KALAR SINGH Vs. MATHURA PROSAD

Decided On July 04, 1914
KALAR SINGH Appellant
V/S
MATHURA PROSAD Respondents

JUDGEMENT

(1.) These two appeals involve the question whether a part of the claim made by the plaintiffs is open to objection as (Soiling within the statutory prohibition against abwabs and other illegal cesses. The circumstances of each case may be briefly stated : Suit No. 520 relates to a case where there was no kabuliat. In No. 521 there was a kabuliat and that kabuliat has been placed before us. I will deal with the second of these two suits first. This kabuliat states: "that there is an annual nakdi rent of Rs. 4-4 per bigha making in all the specified amounts of Rs. 42-8 annas" and that is followed by the usual provisions to be found in documents of this kind. It is then finally provided that over and above this (that is over and above the rent to which reference has been made), they (that is the tenants) would pay a cartload of husk year after year till the period of the patta was at an end, and in case they fail to do the same they would pay Rs. 6 as the value thereof; and that if they did not pay the said rent annually they should be held liable for interest at the rates specified. Then there is a schedule which gives the following items: Area of land 10 bighas, rate per bigha Rs. 4-4, total rent Rs. 42-8; value of husk, Rs. 6; annual jama, Rs. 48-8. The question in this case is whether the husk is or is not really a part of the rent.
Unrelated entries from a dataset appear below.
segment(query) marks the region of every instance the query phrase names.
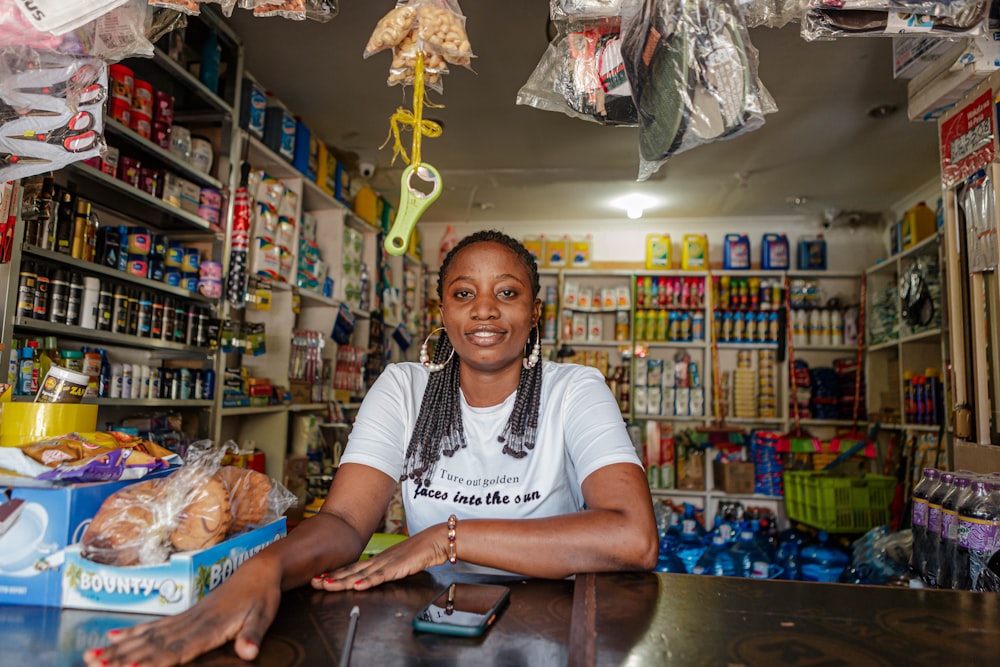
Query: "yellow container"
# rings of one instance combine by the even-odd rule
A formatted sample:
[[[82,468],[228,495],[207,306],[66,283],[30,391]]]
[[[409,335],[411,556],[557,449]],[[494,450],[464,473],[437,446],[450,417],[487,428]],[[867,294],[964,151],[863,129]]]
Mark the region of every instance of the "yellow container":
[[[670,250],[670,234],[647,234],[646,268],[669,269],[671,267]]]
[[[591,245],[589,234],[582,239],[569,241],[569,265],[574,269],[584,269],[590,266]]]
[[[545,266],[566,266],[569,250],[569,238],[566,236],[558,239],[542,237],[542,256],[545,258]]]
[[[681,249],[681,268],[685,271],[702,271],[708,268],[708,237],[704,234],[685,234]]]
[[[73,431],[96,430],[96,405],[0,403],[0,447],[17,447]]]
[[[337,158],[326,144],[319,145],[319,167],[316,169],[316,185],[331,197],[337,193]]]
[[[936,232],[937,215],[924,202],[920,202],[903,214],[903,250],[912,248]]]
[[[525,250],[531,253],[538,266],[545,266],[545,258],[542,255],[542,239],[540,236],[529,236],[521,240]]]
[[[354,212],[359,218],[373,225],[380,217],[379,196],[367,185],[362,186],[354,196]]]

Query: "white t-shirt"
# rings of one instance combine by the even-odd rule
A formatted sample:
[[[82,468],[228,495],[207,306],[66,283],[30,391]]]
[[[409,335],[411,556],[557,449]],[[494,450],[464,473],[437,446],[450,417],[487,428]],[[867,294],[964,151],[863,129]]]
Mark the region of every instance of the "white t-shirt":
[[[427,387],[421,364],[388,366],[358,410],[341,463],[360,463],[393,479],[403,472]],[[621,411],[594,368],[544,362],[535,448],[515,459],[503,453],[497,436],[514,407],[516,392],[500,405],[470,407],[462,396],[468,447],[441,456],[430,486],[403,483],[411,535],[459,519],[549,517],[583,509],[581,483],[614,463],[641,465]]]

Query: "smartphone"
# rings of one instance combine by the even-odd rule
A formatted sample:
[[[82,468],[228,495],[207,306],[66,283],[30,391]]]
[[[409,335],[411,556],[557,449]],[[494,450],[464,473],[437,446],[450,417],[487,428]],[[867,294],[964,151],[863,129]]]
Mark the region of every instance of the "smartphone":
[[[510,589],[493,584],[452,584],[413,617],[413,627],[456,637],[478,637],[503,611]]]

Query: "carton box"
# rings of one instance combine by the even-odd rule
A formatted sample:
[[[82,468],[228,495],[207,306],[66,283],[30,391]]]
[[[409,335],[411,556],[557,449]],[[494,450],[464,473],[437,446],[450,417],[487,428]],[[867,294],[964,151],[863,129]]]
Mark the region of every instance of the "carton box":
[[[66,549],[62,604],[74,609],[173,615],[194,606],[247,559],[285,536],[285,517],[201,551],[175,553],[160,565],[115,567]]]
[[[726,493],[751,494],[754,488],[753,463],[712,462],[715,488]]]
[[[170,472],[158,471],[144,479]],[[4,502],[24,501],[18,519],[0,535],[0,604],[58,607],[63,550],[80,541],[105,498],[131,483],[54,486],[23,477],[0,477]]]

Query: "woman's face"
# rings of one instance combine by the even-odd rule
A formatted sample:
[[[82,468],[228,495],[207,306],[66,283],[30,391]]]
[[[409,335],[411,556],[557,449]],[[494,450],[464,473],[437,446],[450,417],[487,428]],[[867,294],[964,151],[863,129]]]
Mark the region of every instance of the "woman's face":
[[[452,258],[442,280],[442,319],[462,364],[520,367],[541,301],[517,255],[499,243],[474,243]]]

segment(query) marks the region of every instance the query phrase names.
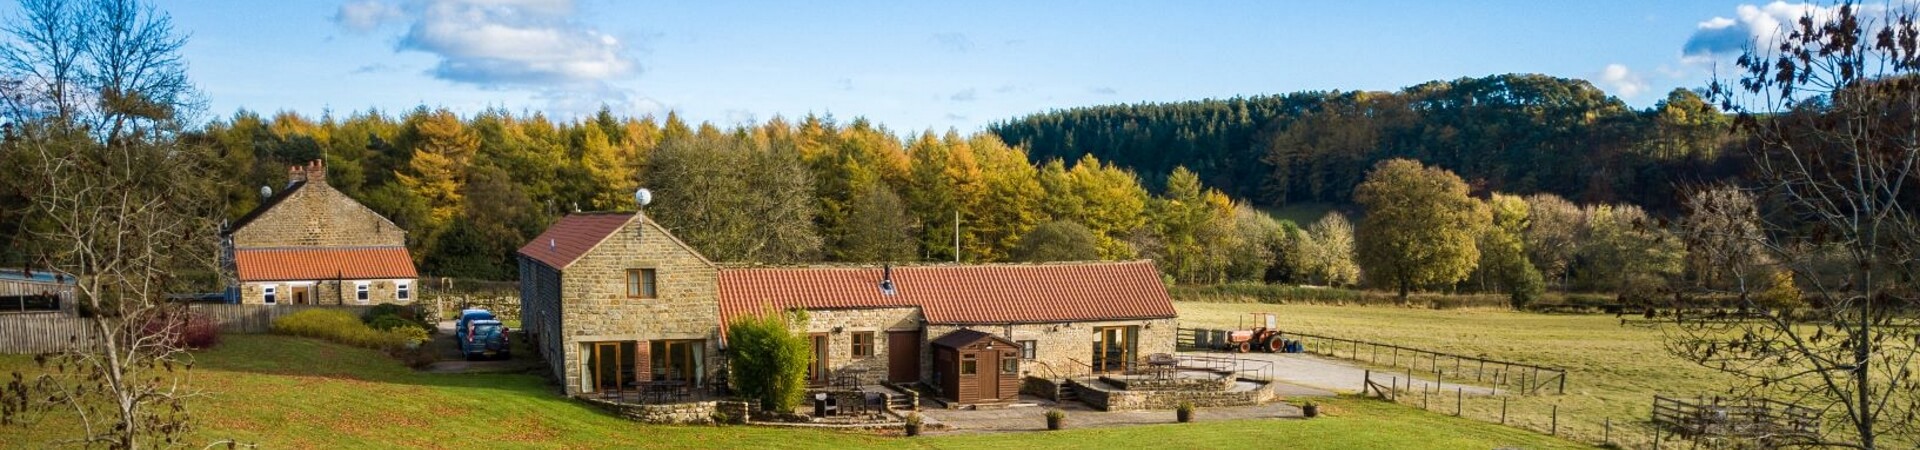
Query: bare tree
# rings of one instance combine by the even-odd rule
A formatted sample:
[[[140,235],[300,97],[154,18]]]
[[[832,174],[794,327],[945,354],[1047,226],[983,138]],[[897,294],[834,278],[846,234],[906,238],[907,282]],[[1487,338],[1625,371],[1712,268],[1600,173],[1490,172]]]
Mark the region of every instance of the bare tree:
[[[167,292],[211,273],[215,204],[205,148],[178,139],[195,105],[181,39],[131,0],[24,0],[5,26],[0,142],[41,265],[72,274],[86,333],[0,390],[0,423],[77,419],[60,443],[177,445],[199,395]]]
[[[1920,30],[1912,6],[1810,7],[1750,46],[1737,82],[1710,87],[1762,144],[1753,155],[1755,187],[1767,199],[1760,244],[1816,308],[1798,319],[1682,320],[1670,347],[1738,376],[1734,392],[1821,409],[1827,426],[1791,443],[1920,442],[1912,209],[1920,205]]]

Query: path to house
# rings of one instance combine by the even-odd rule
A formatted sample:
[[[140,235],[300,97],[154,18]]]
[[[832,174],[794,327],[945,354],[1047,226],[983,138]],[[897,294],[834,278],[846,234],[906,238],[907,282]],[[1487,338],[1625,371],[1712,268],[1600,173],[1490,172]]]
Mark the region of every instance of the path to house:
[[[1237,357],[1240,360],[1241,369],[1248,371],[1262,370],[1265,364],[1272,364],[1270,370],[1274,378],[1284,383],[1298,384],[1341,393],[1359,393],[1364,383],[1363,380],[1365,380],[1367,376],[1367,369],[1359,365],[1304,353],[1186,352],[1181,354],[1225,358]],[[1407,374],[1405,372],[1374,372],[1373,374],[1373,381],[1382,385],[1392,383],[1395,379],[1399,380],[1401,386],[1403,386],[1402,389],[1407,389],[1405,387],[1407,386]],[[1285,384],[1282,384],[1282,386],[1284,385]],[[1431,377],[1415,377],[1413,378],[1412,388],[1431,389],[1433,388],[1433,379]],[[1493,389],[1486,387],[1447,382],[1440,383],[1441,392],[1453,391],[1455,389],[1465,391],[1469,395],[1493,394]]]

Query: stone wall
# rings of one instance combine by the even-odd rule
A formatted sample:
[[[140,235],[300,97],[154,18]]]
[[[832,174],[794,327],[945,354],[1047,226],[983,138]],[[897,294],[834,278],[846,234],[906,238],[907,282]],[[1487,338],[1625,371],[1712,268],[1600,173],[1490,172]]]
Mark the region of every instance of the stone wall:
[[[1115,320],[1094,322],[1065,322],[1020,325],[929,325],[927,339],[938,339],[954,330],[971,328],[1014,342],[1032,341],[1035,345],[1034,359],[1020,362],[1020,374],[1042,378],[1065,378],[1087,375],[1091,372],[1088,364],[1093,360],[1093,330],[1096,327],[1139,326],[1140,335],[1136,345],[1135,358],[1154,353],[1173,353],[1174,341],[1179,331],[1173,319]],[[1024,342],[1023,342],[1024,344]],[[931,364],[932,358],[922,358]],[[931,366],[929,366],[931,367]],[[925,372],[923,372],[925,373]]]
[[[238,248],[407,245],[406,230],[335,190],[324,178],[300,186],[233,230],[231,237]]]
[[[362,281],[367,283],[367,302],[366,303],[360,303],[359,297],[357,297],[357,291],[356,291],[357,288],[355,287],[356,283],[362,282]],[[411,287],[411,289],[408,290],[407,300],[400,300],[399,296],[397,295],[397,291],[398,291],[397,285],[402,282],[408,283],[409,287]],[[241,283],[240,284],[240,303],[245,305],[264,305],[267,302],[266,287],[274,286],[275,288],[274,303],[275,304],[280,304],[280,305],[296,304],[293,301],[293,291],[292,291],[295,283],[312,286],[311,288],[312,290],[310,291],[311,294],[307,297],[306,304],[308,305],[362,305],[362,304],[379,305],[379,304],[387,304],[387,303],[397,304],[397,305],[406,305],[406,304],[412,304],[414,301],[420,298],[420,289],[419,289],[420,285],[417,281],[412,279],[313,280],[313,281],[298,281],[298,282],[296,281],[264,282],[263,281],[263,282]]]
[[[829,380],[839,380],[841,375],[851,375],[864,385],[880,384],[886,381],[887,365],[891,361],[887,348],[887,332],[914,331],[919,327],[920,308],[807,311],[806,331],[809,334],[825,333],[827,335],[827,367],[832,371]],[[873,355],[854,358],[853,336],[861,333],[873,335]],[[923,343],[920,348],[920,359],[928,359],[930,355],[926,353],[927,345]]]
[[[657,298],[627,298],[627,269],[654,269]],[[639,341],[642,377],[651,360],[648,341],[703,340],[703,355],[718,352],[718,276],[712,263],[639,216],[575,260],[561,271],[559,283],[567,392],[583,390],[581,361],[589,342]]]
[[[594,398],[581,398],[581,400],[628,420],[669,425],[712,425],[714,424],[714,413],[727,411],[729,414],[728,418],[732,419],[734,417],[745,417],[745,414],[741,414],[740,416],[732,416],[732,414],[733,412],[745,411],[747,409],[746,402],[733,401],[645,405],[615,403]]]
[[[1020,393],[1059,401],[1060,383],[1051,378],[1026,377],[1020,381]]]
[[[1257,383],[1253,389],[1240,391],[1222,390],[1174,390],[1174,391],[1131,391],[1121,390],[1093,378],[1069,380],[1080,395],[1080,401],[1087,406],[1102,411],[1139,411],[1150,409],[1174,409],[1181,402],[1193,402],[1202,408],[1223,406],[1259,405],[1274,400],[1273,383]]]

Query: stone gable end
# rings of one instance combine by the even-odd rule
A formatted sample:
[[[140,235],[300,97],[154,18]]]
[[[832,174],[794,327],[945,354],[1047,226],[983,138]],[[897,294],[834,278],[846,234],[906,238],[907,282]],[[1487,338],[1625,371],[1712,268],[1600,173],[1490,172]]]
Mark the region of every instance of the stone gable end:
[[[627,297],[628,269],[654,270],[655,298]],[[707,354],[719,350],[719,269],[652,221],[627,222],[561,271],[560,285],[566,361],[595,341],[700,339]],[[579,386],[579,365],[565,371]]]
[[[406,245],[406,231],[324,182],[309,182],[232,233],[235,247]]]

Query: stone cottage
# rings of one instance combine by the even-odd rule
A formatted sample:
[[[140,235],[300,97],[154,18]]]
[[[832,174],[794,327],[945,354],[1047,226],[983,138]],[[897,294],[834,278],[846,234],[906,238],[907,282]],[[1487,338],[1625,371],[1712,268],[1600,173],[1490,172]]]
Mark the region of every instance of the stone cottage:
[[[941,386],[952,380],[936,374],[953,373],[1001,386],[1174,351],[1173,304],[1151,261],[720,267],[633,213],[567,216],[519,254],[524,326],[569,395],[707,382],[724,359],[724,324],[768,308],[808,312],[815,385]],[[964,339],[976,335],[997,340]],[[936,343],[959,340],[1003,344],[935,358]]]
[[[410,303],[419,278],[406,230],[327,184],[325,163],[287,169],[285,189],[221,233],[233,301]]]

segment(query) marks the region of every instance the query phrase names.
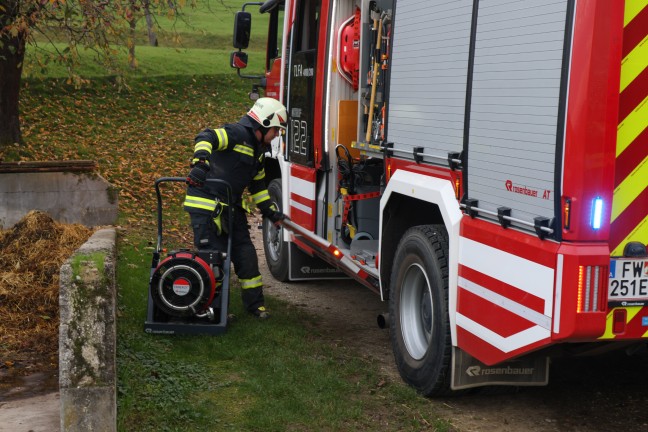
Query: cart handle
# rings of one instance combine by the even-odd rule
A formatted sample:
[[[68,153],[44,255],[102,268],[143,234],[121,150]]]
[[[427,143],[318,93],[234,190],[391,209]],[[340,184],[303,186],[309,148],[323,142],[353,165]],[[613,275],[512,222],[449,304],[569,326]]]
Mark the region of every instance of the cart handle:
[[[157,247],[156,247],[156,252],[160,253],[162,251],[162,193],[160,192],[160,183],[165,183],[165,182],[182,182],[185,183],[187,181],[186,177],[160,177],[159,179],[155,180],[155,194],[157,196]],[[232,186],[226,182],[225,180],[221,179],[207,179],[207,183],[221,183],[225,186],[227,190],[227,202],[225,207],[227,207],[227,211],[229,212],[228,214],[228,232],[232,232],[234,226],[233,226],[233,220],[234,218],[232,217],[232,206],[229,205],[232,202]],[[229,243],[229,242],[228,242]],[[231,253],[231,245],[228,244],[227,247],[227,256],[229,257],[229,254]]]

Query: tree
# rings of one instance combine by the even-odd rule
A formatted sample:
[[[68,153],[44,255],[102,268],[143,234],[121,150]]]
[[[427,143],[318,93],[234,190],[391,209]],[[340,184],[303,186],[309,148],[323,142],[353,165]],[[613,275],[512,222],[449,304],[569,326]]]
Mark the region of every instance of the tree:
[[[33,12],[21,14],[17,3],[0,0],[0,150],[21,141],[18,95]]]
[[[28,45],[51,44],[42,63],[57,61],[68,66],[70,81],[82,82],[75,74],[79,47],[94,50],[109,70],[116,47],[127,47],[129,65],[136,67],[135,29],[147,14],[149,38],[151,8],[177,11],[185,0],[0,0],[0,154],[7,146],[22,143],[19,118],[20,82]],[[57,49],[55,42],[62,42]],[[58,45],[60,46],[60,45]]]
[[[146,29],[148,30],[148,39],[149,45],[158,46],[158,39],[155,31],[153,31],[153,15],[151,14],[151,1],[144,1],[144,17],[146,18]],[[169,5],[170,8],[173,8],[173,5]],[[174,9],[171,9],[174,10]]]

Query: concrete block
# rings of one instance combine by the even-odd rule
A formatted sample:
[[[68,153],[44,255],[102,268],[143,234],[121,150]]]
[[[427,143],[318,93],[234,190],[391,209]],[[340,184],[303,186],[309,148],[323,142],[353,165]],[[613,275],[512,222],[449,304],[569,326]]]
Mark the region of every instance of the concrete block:
[[[95,232],[61,267],[62,431],[115,431],[115,229]]]
[[[117,401],[111,387],[60,390],[61,431],[115,432]]]
[[[13,226],[31,210],[62,223],[115,225],[118,195],[92,172],[0,173],[0,229]]]

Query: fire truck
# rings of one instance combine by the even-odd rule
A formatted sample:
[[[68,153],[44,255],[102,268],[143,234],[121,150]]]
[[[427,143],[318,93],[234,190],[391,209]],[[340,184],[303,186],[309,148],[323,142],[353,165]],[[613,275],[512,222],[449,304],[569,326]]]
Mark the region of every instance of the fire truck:
[[[233,39],[289,114],[267,265],[380,295],[404,381],[544,385],[551,358],[645,349],[647,0],[268,0]]]

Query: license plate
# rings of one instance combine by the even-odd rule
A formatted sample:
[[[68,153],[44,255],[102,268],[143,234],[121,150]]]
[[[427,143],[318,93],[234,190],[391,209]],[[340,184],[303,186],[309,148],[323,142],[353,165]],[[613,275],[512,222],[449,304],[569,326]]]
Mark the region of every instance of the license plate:
[[[613,306],[648,305],[648,260],[623,258],[610,261],[608,302]]]

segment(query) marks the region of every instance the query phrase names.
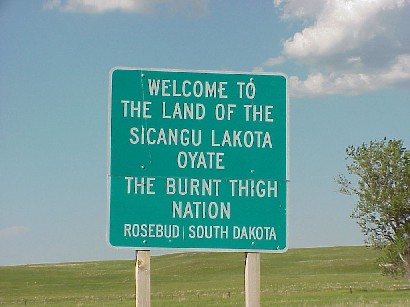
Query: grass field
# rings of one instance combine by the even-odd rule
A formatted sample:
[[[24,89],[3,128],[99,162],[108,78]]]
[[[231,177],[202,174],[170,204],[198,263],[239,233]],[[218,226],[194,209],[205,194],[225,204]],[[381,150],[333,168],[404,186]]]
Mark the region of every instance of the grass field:
[[[261,255],[262,306],[410,306],[365,247]],[[135,306],[134,261],[0,267],[2,306]],[[152,306],[244,306],[243,253],[151,258]]]

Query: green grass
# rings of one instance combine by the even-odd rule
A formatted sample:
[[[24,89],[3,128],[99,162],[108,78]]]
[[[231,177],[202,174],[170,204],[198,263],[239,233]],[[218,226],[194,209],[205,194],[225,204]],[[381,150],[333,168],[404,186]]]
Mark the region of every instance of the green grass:
[[[365,247],[261,255],[262,306],[410,306]],[[134,261],[0,267],[3,306],[135,306]],[[244,306],[243,253],[151,258],[152,306]]]

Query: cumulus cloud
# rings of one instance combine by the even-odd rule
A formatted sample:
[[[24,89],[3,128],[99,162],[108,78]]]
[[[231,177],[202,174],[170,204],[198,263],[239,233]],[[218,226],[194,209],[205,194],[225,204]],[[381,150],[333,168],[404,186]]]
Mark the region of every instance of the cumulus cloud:
[[[46,0],[43,7],[94,14],[111,11],[149,14],[163,8],[172,13],[203,15],[207,12],[207,4],[207,0]]]
[[[298,2],[298,1],[297,1]],[[304,58],[346,53],[385,31],[381,15],[404,7],[404,0],[332,0],[323,2],[312,26],[284,43],[284,53]],[[312,13],[309,14],[312,16]],[[303,16],[303,15],[302,15]]]
[[[359,94],[410,82],[410,0],[273,0],[284,22],[302,29],[282,56],[307,65],[290,78],[294,96]],[[279,57],[276,57],[279,58]],[[269,67],[270,59],[262,65]]]
[[[289,88],[294,97],[332,94],[357,95],[409,82],[410,53],[397,56],[391,66],[376,72],[335,71],[329,74],[315,72],[309,74],[306,80],[292,76],[289,78]]]
[[[28,232],[30,229],[24,226],[11,226],[0,229],[0,238],[14,237]]]

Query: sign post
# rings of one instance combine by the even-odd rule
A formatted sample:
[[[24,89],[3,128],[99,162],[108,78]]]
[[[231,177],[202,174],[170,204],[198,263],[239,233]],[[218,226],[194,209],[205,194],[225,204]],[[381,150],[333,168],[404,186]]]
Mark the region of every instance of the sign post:
[[[135,251],[135,305],[151,306],[150,251]]]
[[[112,69],[109,243],[286,251],[287,101],[280,74]]]
[[[245,306],[260,306],[260,253],[245,253]]]

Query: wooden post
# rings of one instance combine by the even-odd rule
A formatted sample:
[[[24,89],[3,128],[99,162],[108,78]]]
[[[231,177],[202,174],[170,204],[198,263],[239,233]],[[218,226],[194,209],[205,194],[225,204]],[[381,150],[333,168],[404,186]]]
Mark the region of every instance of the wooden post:
[[[245,253],[245,306],[260,306],[260,253]]]
[[[151,305],[150,251],[135,251],[135,306]]]

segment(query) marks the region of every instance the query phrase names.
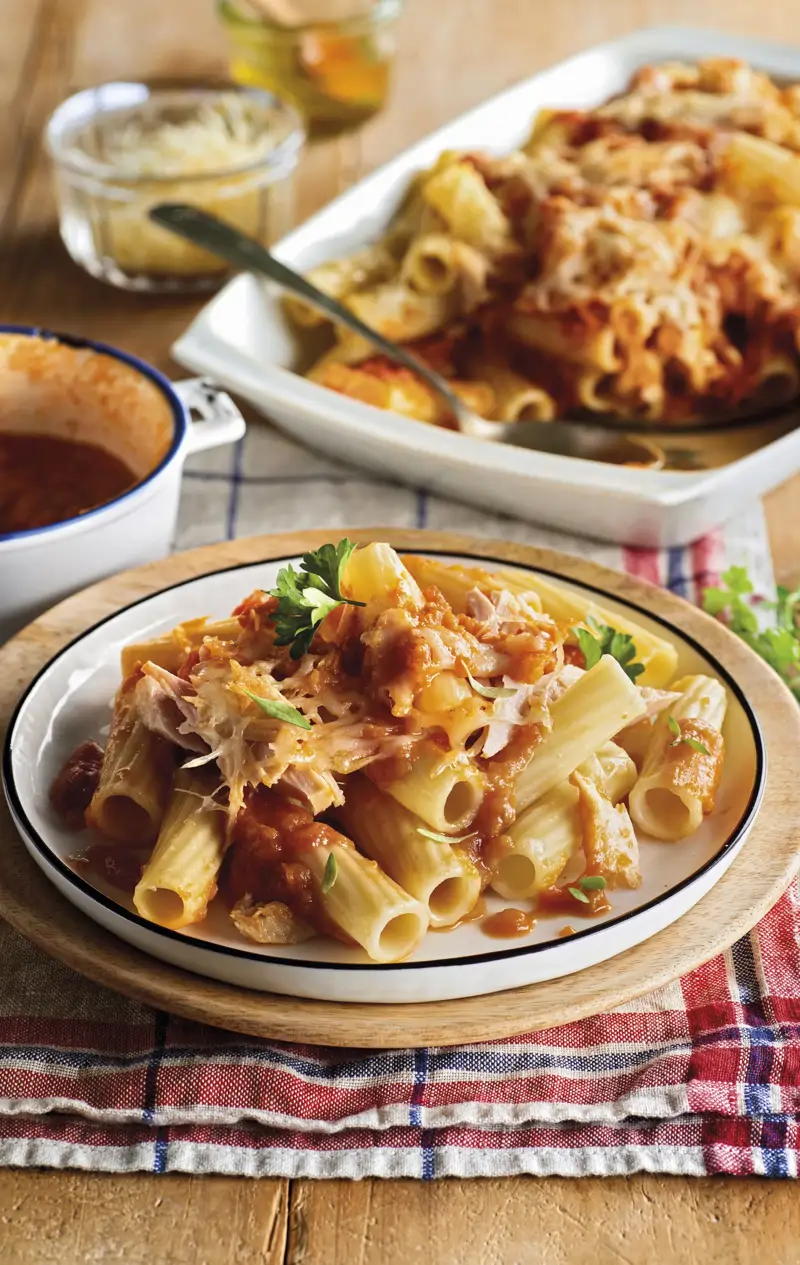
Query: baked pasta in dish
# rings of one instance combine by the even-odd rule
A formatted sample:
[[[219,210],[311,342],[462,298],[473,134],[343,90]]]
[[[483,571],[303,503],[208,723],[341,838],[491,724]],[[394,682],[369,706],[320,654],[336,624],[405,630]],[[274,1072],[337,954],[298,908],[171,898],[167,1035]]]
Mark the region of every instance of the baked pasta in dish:
[[[800,85],[729,59],[644,67],[596,109],[541,111],[518,152],[442,154],[384,240],[309,276],[488,419],[669,427],[792,400]],[[309,376],[455,425],[343,329]]]
[[[306,554],[121,669],[105,751],[78,749],[54,806],[143,918],[190,927],[219,888],[262,944],[396,961],[487,889],[527,902],[488,934],[606,913],[641,882],[636,827],[691,834],[722,769],[725,690],[673,682],[671,642],[544,577],[381,543]]]

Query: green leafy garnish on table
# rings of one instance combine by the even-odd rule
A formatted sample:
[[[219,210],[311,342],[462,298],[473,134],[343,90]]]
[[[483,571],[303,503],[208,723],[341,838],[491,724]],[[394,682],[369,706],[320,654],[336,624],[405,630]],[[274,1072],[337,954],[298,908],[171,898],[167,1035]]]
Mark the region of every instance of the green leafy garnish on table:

(2.) We have these circumstances that are significant; first, the plaintiffs themselves in their plaint do not treat the husk as a part of the rent in totalizing Rs. 48-8 because they make a claim in excess of that, that is to say, at the rate of Rs. 10 per cartload. Then again, cesses have not been claimed or paid on the basis of the husk being a part of the rent. These were circumstances which were present in the case of Mathura Prasad v. Tota Singh 17 Ind. Cas. 177 : 16 C.L.J. 296, and it is manifest that they must be regarded as having a material bearing on the question whether or not the cartload of husk, whatever may have been said in an isolated part of the document, really was or was not a part of the rent.

(3.) No doubt in Suit No. 521, the Munsif, the Subordinate Judge and Mr. Justice Holmwood before whom the case came thought that the husk was a part of the rent, and that is a circumstance that is to be taken into consideration. But we have the fact that, in circumstances which I think cannot fairly be distinguished from the present, it was distinctly held that the husk was not a part of the rent; and Mr. Justice Holmwood was a party to that decision: Mathura Prasad v. Tota Singh 17 Ind. Cas. 177 : 16 C.L.J. 296. I think we must accept that decision as correct, and in fact there is no suggestion before us that it is incorrect, and also as conclusive of this case. So much for Suit No. 521.